Search code examples
regexmachine-learningregular-language

How to learn regular expressions


I.e., I get a list of words and I want to construct a simple regular expression from that which matches at least all of the words (but maybe more).

I want to have an algorithm for that. I.e. input of that algorithm is a list of words and output is a regular expression. Obviously, there will be some restrictions. Like either the regular expression will always match more words if it should match an infinite amounts of words and I only give it a finite number of words. Or I will need some more compact representation of the input. Or I am also thinking about giving me some regular expression as input and a list of additional words and I want to get a regular expression which matches all of them together (and maybe more). In any case, it should try to construct a regular expression which is as simple as possible.

What techniques are availalbe which can do that?

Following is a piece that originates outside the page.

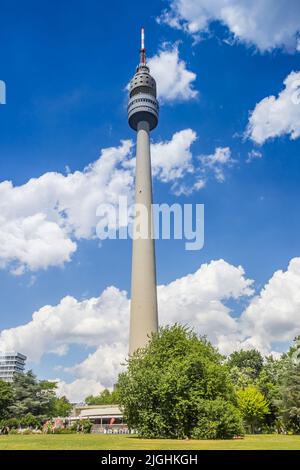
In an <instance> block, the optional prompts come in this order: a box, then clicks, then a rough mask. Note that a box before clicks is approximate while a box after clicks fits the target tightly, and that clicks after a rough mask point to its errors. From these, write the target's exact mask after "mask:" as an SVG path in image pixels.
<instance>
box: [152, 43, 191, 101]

I was quite misunderstood. I know the general principles behind regular expressions. I know what it is. And in most cases I can come up quite easily with a regular expression to some language by hand. But I am searching for algorithms which does that.


Again formulated a bit different:

Let L be a regular language. Let M_n be a finite subset of L with n elements. Let M_n be a subset of M_(n+1).

I want to have an algorithm LRE which gets a finite set of words and outputs a regular expression. And I want to have the property:

lim_n->infinity | diff( LRE(M_n), L ) | = 0


Solution

  • This problem has been looked at the last decade. You might want to google DFA learning, and download a couple of papers to get a sense of the state of the art.

    Once you have the DFA generating a regular expression is trivial. To avoid the problems @FrustratedWithDesign mentions some conditions such as generating the DFA with the least amount of nodes is introduced, from a machine learning point of view this is similar to having a regularization condition for the simplest hypothesis.